I am stunned that David Suissa would air his reservations about this new program in the Jewish Journal. It is not often that he comes across as a skeptic. I am sure the rabbis are shocked too, expecting only applause for this initiative.
On the surface, this program, which was founded “in conjunction with leaders in the business and legal communities,” seems like a progressive slam dunk. It takes a noble and abstract idea — improving ethical behavior and standards in the Jewish community — makes it specific and puts real teeth behind it. Let’s face it: hanging a proclamation on a wall regarding legal compliance is serious business.
But while I love the daring nature of the initiative, the more I think about it, the more it makes me uneasy.
First, let’s imagine that I’m a perfectly lawful Jewish merchant on Pico Boulevard who would prefer, for whatever reason, not to trumpet my compliance with any set of laws, which is my right. Is it fair that I might end up looking bad — or even unlawful — and that my business might suffer, just because I choose not to get the Peulat Sachir document?

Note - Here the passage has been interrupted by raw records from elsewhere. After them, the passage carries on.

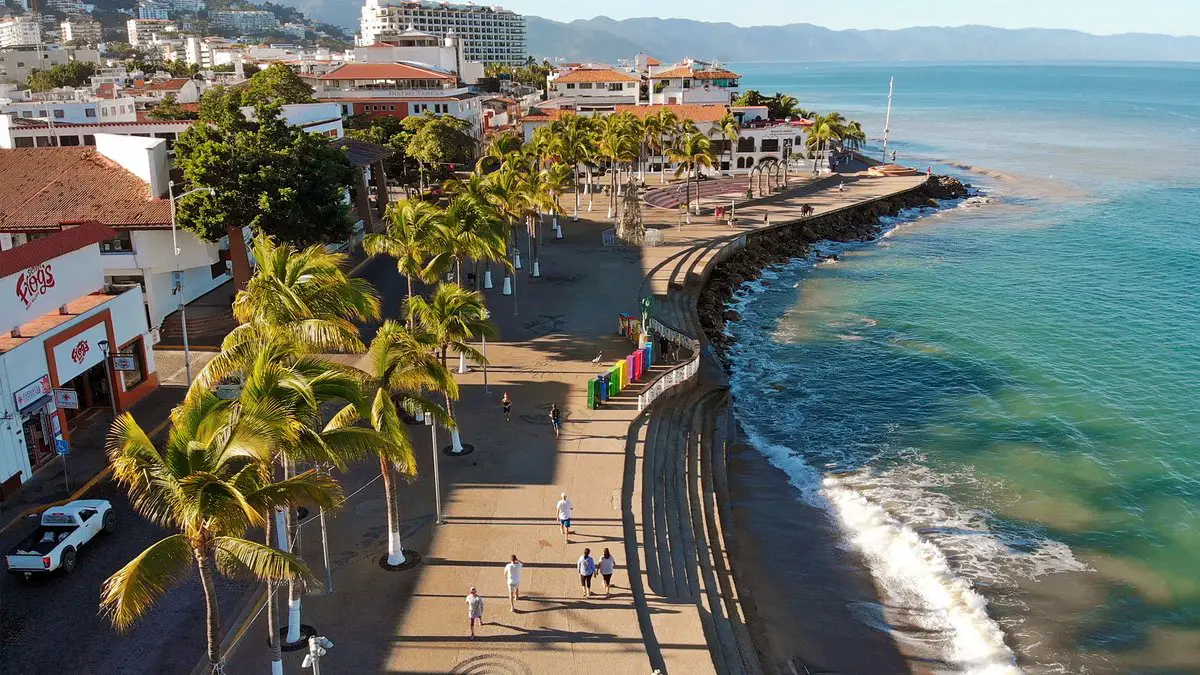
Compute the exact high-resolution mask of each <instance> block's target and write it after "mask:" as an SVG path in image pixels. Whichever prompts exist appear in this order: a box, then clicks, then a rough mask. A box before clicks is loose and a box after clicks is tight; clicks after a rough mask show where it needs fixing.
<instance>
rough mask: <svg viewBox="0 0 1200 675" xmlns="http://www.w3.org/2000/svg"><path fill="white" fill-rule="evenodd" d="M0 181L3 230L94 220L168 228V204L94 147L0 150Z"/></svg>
mask: <svg viewBox="0 0 1200 675" xmlns="http://www.w3.org/2000/svg"><path fill="white" fill-rule="evenodd" d="M0 185H4V190H0V231H5V232H29V231H36V229H59V228H60V226H61V223H66V222H71V223H74V222H83V221H91V220H95V221H100V222H102V223H104V225H107V226H109V227H115V228H157V227H169V226H170V202H168V201H167V199H162V198H158V197H157V196H155V195H150V186H149V185H148V184H146V183H145V181H144V180H142V179H140V178H138V177H137V175H133V174H132V173H130V172H128V171H127V169H125V168H124V167H121V166H120V165H118V163H116V162H113V161H112V160H109V159H108V157H106V156H103V155H101V154H100V153H97V151H96V150H95V149H94V148H88V147H78V148H18V149H14V150H0Z"/></svg>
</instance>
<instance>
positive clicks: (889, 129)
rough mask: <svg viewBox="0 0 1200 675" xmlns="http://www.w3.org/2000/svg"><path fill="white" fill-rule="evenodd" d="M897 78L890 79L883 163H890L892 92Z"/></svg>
mask: <svg viewBox="0 0 1200 675" xmlns="http://www.w3.org/2000/svg"><path fill="white" fill-rule="evenodd" d="M895 85H896V78H895V77H893V78H892V79H890V80H888V117H887V120H886V121H884V123H883V163H888V137H889V136H890V135H892V94H893V92H894V91H895Z"/></svg>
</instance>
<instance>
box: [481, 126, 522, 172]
mask: <svg viewBox="0 0 1200 675" xmlns="http://www.w3.org/2000/svg"><path fill="white" fill-rule="evenodd" d="M520 149H521V137H520V136H517V135H516V133H512V132H511V131H504V132H502V133H497V135H496V136H493V137H492V141H491V142H490V143H488V144H487V148H486V149H485V150H484V154H482V155H481V156H480V157H479V160H476V161H475V172H478V173H480V174H484V173H486V172H485V171H484V169H485V168H486V167H487V166H488V165H494V166H500V165H503V163H504V160H506V159H508V156H509V155H511V154H512V153H515V151H517V150H520Z"/></svg>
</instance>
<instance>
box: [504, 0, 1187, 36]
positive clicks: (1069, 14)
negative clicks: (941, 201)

Also, isn’t it weird to announce that you’re following the law? Isn’t that like running an ad that says, “We don’t steal”? And if legal compliance is important, why single out treatment of employees? What about suppliers, clients, competitors or the INS and the IRS? Are they any less important or ethically relevant?
Where do you draw the line? If you’re going to look at laborers in the workplace, should you also look at the thousands of Jewish households in our community who violate labor laws when they employ illegal workers?
In short, is it smart for spiritual leaders to get involved with the messy business of legal compliance? What will they do, for instance, if they hear a sexual harassment accusation in a workplace? Try to figure out who’s telling the truth?